Se fora de Portugal sempre foi bastante aclamada, o mesmo não aconteceu no seu próprio país, onde causou bastante controvérsia enquanto estava a dar os primeiros passos no fado, há 20 anos. E por causa de algumas opções estéticas e artísticas que se distanciavam do que era então a imagem convencional desta música: "A tradição já não é o que era, porque também há photoshop para a tradição. Mas tanto no fado como no tango a tradição sempre foi a mudança, nunca a imobilidade, porque são músicas urbanas, que receberam várias influências", afirma.

Quando partiu para Paris "nem sabia se voltava ou não". "Desins-crevi-me dos jornais online, nem me passava pela cabeça ir comer um caldo-verde a Paris, levei tudo comigo. Mas é curioso que também nunca consegui fazer o corte definitivo, nunca me decidi a vender esta casa (de Lisboa)", conta. A decisão de regressar a Portugal "foi complicada": "Cheguei a um momento em que tinha uma despesa tão alta com as duas casas, com a minha mãe, que entretanto faleceu, que tinha de escolher entre vender esta casa ou voltar", lembrou.

Passados cinco anos, sente que Lisboa se tornou "muito mais cosmopolita": "A cabeça das pessoas mudou muito, dantes havia uma imensa falta de curiosidade pelo outro, era tudo muito paroquial, muito foral".

No entanto, apesar de as feridas com Portugal estarem já saradas, não esquece alguns dissabores por que passou: "Quando vim para cá, em 1990, vinha com uma grande necessidade de pertença, vim para pegarem em mim ao colo e aconteceu precisamente o contrário. Na altura tinha um grande companheiro de viagem, o Paulo Bragança, e nós estávamos entre a Amália Rodrigues e a nova geração, ou seja, em nenhures. Chamaram-nos de tudo, diziam que eu desafinava. Para muitas pessoas éramos para abater."

Apesar das críticas negativas que ouviu, não parou de cantar e de gravar novos discos: "Há algo que explica a minha luta, porque tinha de mandar dinheiro para a minha mãe, alimentar os meus gatos, manter a minha casa, porque eu não tinha um património." Trabalhar intensivamente no estrangeiro não foi uma opção: "Fui sempre para onde me chamavam, não decidi trabalhar muito no estrangeiro", conta.

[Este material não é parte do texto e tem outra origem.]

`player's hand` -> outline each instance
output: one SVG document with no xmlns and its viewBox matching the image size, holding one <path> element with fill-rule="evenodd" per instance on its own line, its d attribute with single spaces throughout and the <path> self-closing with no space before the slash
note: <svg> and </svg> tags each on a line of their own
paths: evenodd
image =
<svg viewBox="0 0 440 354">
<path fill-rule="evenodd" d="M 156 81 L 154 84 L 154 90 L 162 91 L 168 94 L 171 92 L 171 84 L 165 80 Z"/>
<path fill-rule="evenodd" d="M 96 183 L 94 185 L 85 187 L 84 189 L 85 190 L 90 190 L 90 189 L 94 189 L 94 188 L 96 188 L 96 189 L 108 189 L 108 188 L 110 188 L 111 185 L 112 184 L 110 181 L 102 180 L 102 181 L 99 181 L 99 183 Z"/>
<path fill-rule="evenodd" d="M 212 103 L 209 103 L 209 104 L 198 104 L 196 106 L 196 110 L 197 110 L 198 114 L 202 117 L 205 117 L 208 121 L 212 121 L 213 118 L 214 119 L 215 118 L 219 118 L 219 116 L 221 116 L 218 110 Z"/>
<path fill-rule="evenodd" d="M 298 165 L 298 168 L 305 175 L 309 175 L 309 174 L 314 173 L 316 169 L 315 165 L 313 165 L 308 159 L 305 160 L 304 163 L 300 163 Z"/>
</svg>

A própria fadista hoje sabe que houve vários factores que causaram estranheza quando apareceu: "Não tinha um homem ao meu lado, não tinha um guitarrista, era divorciada. Além disso, não tinha o carimbo do Carlos do Carmo ou do João Braga. Não fui pagar portagem a ninguém, e não o fiz por falta de respeito, mas por falta de tempo, porque ter de pagar o aluguer da casa naquele mês era muito mais importante do que ficar à espera que alguém me aprovasse", recorda.

Actualmente já não sente uma necessidade de pertença como quando começou a cantar o fado: "Hoje estou em paz comigo mesma. As pessoas que não gostam, nunca vão gostar, mesmo que eu me matasse toda à frente deles. E se há 10 anos estava muito preocupada com qualquer gesto que fizesse poder provar que não era fadista, hoje não tenho nada a provar a ninguém".

De futuro espera continuar a ser "subversiva" como foi no início da sua carreira. Já a nova geração é para Mísia "muito consensual": "Ainda bem que há novas vozes e que são boas. Mas, como em todos os tipos de arte, não sou muito atraída por pessoas que cantam aquilo que lhes dizem, respeito a essencialidade artística de cada um. Sendo tão novos inspiram mais carinho e simpatia, mas há muito boas vozes", afirma.